Single by Syn Cole featuring Madame Buttons
- Released: December 13, 2013
- Genre: Electro house
- Label: LE7ELS
- Songwriters: Kelly Sheehan; Rene Pais;

Syn Cole singles chronology
|  | "Miami 82" (2013) | "Bright Lights" (2014) |

= Miami 82 =

2013 song by Syn Cole and Madame Buttons

"Miami 82" is a song by Estonian DJ Syn Cole featuring Madame Buttons. The song was released as a digital download on December 13, 2013, through LE7ELS.

== Background ==
The first vocal single, "Miami 82", was released in 2013 and remixed by Kygo and Avicii. The song reached No. 11 on Billboard's Club Play chart.

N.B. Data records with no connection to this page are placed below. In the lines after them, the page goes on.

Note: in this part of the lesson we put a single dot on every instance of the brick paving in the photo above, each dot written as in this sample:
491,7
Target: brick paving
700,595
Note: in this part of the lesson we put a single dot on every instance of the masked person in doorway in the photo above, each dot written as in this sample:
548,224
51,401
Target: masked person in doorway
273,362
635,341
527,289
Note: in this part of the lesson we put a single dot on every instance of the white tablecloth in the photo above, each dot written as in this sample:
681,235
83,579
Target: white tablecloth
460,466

His song and remix have received repeated airplay on BBC Radio 1 in the UK. The single "Miami 82" was used as background music for a 2018 Sprite TV commercial featuring members of Blackpink.

== Charts ==

| Chart (2013) | Peak position |
|---|---|
| UK Streaming (Official Charts) | 80 |
| US Dance Club Songs (Billboard) | 11 |
| US Hot Dance/Electronic Songs (Billboard) | 35 |

== Certifications ==

| Region | Certification | Certified units/sales |
| Sweden (GLF) Lucas Silow remix | Platinum | 8,000,000^{†} |
^{†} Streaming-only figures based on certification alone.